In this context, the fact that Rupert Murdoch’s pay-for-news plan appeals to five percent of those in a survey sample is no surprise to me. I would wager that Mr. Murdoch is not just surprised. He is probably setting lose survey companies to conduct “more accurate” studies, a practice much in favor at IBM, Microsoft, and Oracle. The irony of this five percent is heighted for me because I read about the five-percent study in the UK newspaper The Guardian. You should read the story “Murdoch’s Digital News Cartel Will Not Persuade People to Pay for Content.”

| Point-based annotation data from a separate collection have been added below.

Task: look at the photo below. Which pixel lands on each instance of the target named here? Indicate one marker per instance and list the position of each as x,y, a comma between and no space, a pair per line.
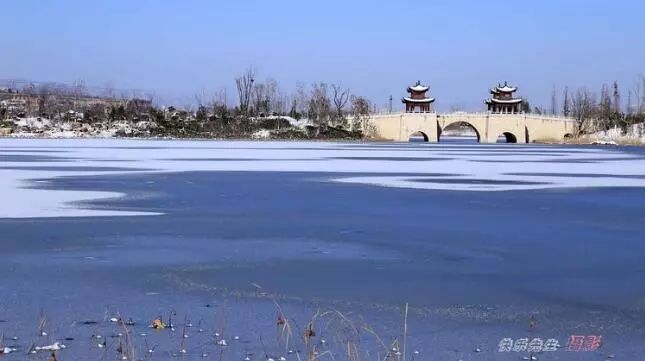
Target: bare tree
301,100
108,90
341,98
583,105
244,85
360,113
616,96
566,106
319,105
554,101
79,88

Let me wrap up with three observations:

  1. Some people will pay for Murdoch content. The problem is that these folks may not be willing to pay enough to keep the enterprise solvent. Other revenue streams will be needed which will lead to the fuzzing and merging of financial information to make it tough to figure out how big a loser this effort really is. A precursor is the handling of the Factiva unit by Dow Jones.
  2. The 95 percent who won’t pay become a ready made customer base for an entrepreneur who can implement a different business model. I nominate Google to be a player in this ready made market. Others will find a foothold as well. I know one thing. Traditional newspaper companies will have a tough time when these upstarts get their systems in gear.
  3. The problem is not limited to Mr. Murdoch’s organization. The disruption of the skewed curve is, based on my team’s research, operating across a number of business sectors where analog services are being replaced by digital services.

In short, the 95 – 5 curve is the new Pareto curve. Get used to it.